ネタがない
約700字・ショートショート
街のはずれに、風に吹かれた紙くずがぐるぐると渦巻く場所がある。
そこは「物語のゴミ捨て場」と呼ばれていた。
世界中の作家たちが「ボツ」にして投げ捨てたアイデアが、山のように積み上がっている場所だ。

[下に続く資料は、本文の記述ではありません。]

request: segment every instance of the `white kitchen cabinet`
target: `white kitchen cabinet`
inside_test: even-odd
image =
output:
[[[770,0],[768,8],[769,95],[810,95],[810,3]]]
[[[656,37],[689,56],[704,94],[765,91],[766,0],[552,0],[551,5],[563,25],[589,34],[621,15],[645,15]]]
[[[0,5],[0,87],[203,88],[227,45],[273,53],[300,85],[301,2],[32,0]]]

僕はそこで、誰かが使い古したネタを拾い集めるのが日課だった。
「体が入れ替わる話」や、「最後に大逆転する話」。
どれもこれも、いろんな人の手に触れられて、手垢でベタベタと汚れている。どこかで読んだことのあるような、古くさいものばかりだ。

「お兄さん、いいネタがあるよ」
ボロボロのコートを着たおじいさんが、暗がりのなかから声をかけてきた。
彼が広げた手のひらには、見たこともないほどキラキラと輝く「種」がのっていた。
「これは、『世界にたった一つしかない、自分だけのアイデア』の種だよ」
僕は震える手でお金を差し出し、その種を買い取った。
急いで家に帰り、机に向かう。
真っ白な原稿用紙の真ん中に、その種をそっと置いた。
「これで、僕だけのすごい物語が書けるぞ!」
ドキドキしながら見守っていると、種から魔法のように文字が溢れ出し、原稿を埋めていく。

ところが。
そこに現れたのは、ありふれた教訓めいたお話だった。
誰もが知っているような、退屈で、ごく普通の物語。
僕はがっくりと肩を落とした。
結局、僕たちはゼロから何かを作り出しているわけじゃないんだ。
誰かが捨てたゴミを拾ってきて、少しだけ綺麗に磨いて、「これは僕が見つけた宝物だ」と思い込んでいるだけなんだ。
ゴミ捨て場のカラスが「アホかぁ、アホかぁ」と笑うように鳴いていた。